Something else you won't hear too much of on the Myrrors' latest: lyrics. But that doesn't mean the band has jettisoned the political convictions of earlier selections like "Warpainting."
"There's a lot of pretty brutal shit going on right now, not only in the U.S. but anywhere you look," Rayne says. "This album is largely instrumental, so that's a move away from explicit political content, but there's always a strong emphasis on collective action. The title Hasta la Victoria is meant to emphasize not giving up in the current situation, and to celebrate and promote the need to band together against the darkness, and reawaken the need for political solidarity."

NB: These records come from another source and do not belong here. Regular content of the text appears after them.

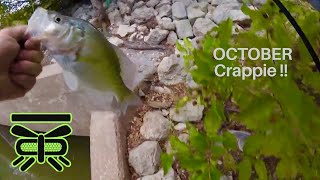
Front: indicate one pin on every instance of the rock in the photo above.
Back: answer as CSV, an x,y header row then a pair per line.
x,y
225,11
241,137
202,26
171,175
138,5
184,137
163,2
124,30
218,2
180,126
116,41
179,11
188,113
165,10
171,70
145,159
124,8
153,3
186,3
142,14
165,112
183,28
115,17
167,24
155,126
156,36
172,38
194,12
159,105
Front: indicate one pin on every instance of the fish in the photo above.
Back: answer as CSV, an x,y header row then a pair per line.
x,y
86,56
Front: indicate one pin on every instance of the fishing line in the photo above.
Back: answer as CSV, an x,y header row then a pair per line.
x,y
304,38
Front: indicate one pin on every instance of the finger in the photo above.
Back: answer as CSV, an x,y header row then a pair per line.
x,y
23,80
33,44
30,55
26,67
17,32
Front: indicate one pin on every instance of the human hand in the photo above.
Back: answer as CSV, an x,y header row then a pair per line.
x,y
20,62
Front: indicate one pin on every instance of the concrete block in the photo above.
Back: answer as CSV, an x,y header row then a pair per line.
x,y
107,147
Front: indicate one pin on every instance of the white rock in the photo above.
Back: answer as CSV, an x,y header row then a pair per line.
x,y
124,8
167,24
171,175
153,3
171,70
188,113
179,11
184,137
156,36
142,14
124,30
155,126
186,3
172,38
115,17
180,126
225,11
183,28
116,41
165,10
202,26
194,12
145,159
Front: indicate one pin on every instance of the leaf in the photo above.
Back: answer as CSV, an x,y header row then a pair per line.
x,y
245,169
166,162
261,169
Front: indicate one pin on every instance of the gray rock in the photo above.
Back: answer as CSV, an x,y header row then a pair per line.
x,y
172,38
188,113
116,41
115,17
124,8
180,126
156,36
218,2
171,70
195,12
138,5
163,2
153,3
171,175
142,14
202,26
155,126
145,159
124,30
165,10
225,11
185,2
183,28
179,11
167,24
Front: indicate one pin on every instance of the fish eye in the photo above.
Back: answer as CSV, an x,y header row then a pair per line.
x,y
57,19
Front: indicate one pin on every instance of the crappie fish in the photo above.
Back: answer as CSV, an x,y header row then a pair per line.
x,y
85,55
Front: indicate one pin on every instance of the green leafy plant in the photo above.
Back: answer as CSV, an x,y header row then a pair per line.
x,y
282,113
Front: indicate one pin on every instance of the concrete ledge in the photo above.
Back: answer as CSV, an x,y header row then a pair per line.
x,y
107,147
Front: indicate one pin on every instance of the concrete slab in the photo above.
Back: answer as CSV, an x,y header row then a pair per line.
x,y
107,147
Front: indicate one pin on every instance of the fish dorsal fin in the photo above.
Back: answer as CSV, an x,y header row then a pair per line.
x,y
71,80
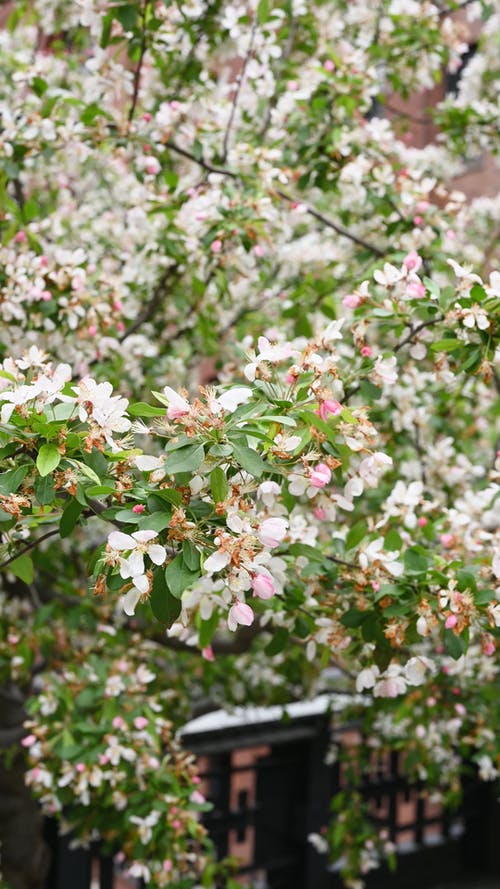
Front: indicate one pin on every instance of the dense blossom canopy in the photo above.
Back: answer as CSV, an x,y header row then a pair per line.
x,y
248,395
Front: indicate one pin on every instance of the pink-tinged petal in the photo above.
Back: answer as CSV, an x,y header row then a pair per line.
x,y
263,586
216,562
119,540
144,536
130,601
142,583
272,531
240,613
135,564
320,475
157,553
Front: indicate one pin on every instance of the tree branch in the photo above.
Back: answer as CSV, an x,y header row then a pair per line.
x,y
239,84
152,305
345,233
31,545
417,329
205,165
138,70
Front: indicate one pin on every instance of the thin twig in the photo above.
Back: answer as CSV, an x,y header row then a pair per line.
x,y
210,168
274,98
31,545
138,70
417,329
239,84
343,232
152,305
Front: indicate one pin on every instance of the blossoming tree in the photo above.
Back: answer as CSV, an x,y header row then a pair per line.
x,y
247,399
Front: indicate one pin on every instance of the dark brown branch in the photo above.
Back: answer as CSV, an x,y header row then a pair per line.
x,y
151,306
29,546
239,84
414,330
343,232
205,165
138,70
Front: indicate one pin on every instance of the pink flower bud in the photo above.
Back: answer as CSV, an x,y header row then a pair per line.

The Myrrors have tried to reinforce some of those ideas in concert by experimenting with blurring the divisions between artist and audience. "At one show we had a bunch of little instruments, flutes and percussion, and we asked the audience to play along," Rayne says. They even pointed a microphone into the crowd, so audience participation would be audible, but nobody joined in. "It's hard to bring people out of their comfort zone at a show ... they're used to being passive listeners."
Of course, the Myrrors can act passive in certain regards, too. Take their nonchalant attitude towards social media, including a Twitter feed that hasn't been updated since last September. "We don't share pictures of our lunch on Instagram," Rayne admits. "I don't care to curate our image, or share too much information about the band, which is why we've abandoned most social media platforms. I feel like the music should speak for itself. It doesn't matter what we're doing in our off time."
Alas, nature abhors a void. With minimal information about the Myrrors available online—especially in the band's earliest days, when songs from their self-released debut started popping up on YouTube with no context—some fans have constructed their own narrative based on the band's songs and their self-chosen descriptor "Sonoran Trance Music."
Those misconceptions, discussed at length in last year's Tucson Weekly feature ("Shaman Sham: Behind the alluring narrative of The Myrrors' desert psych mythology abroad," June 23, 2016) still strike the band as amusing. Rayne admits to having a love/hate relationship with artists that consciously construct a mythology; he's more ambivalent about overseas fans that expect his band to perform in hooded cloaks or animal-skull headdresses. "I feel like that's become part of our brand, almost a selling point, but at the same time it's pretty ridiculous.
And really, is it any worse than having strangers assume you're tripping balls while waiting for your soft serve cone? Urbina thinks not. "I sometimes wonder if I'm actually pretty content to have people construe us as mystic desert shamans ... especially if it furthers their enjoyment of the music."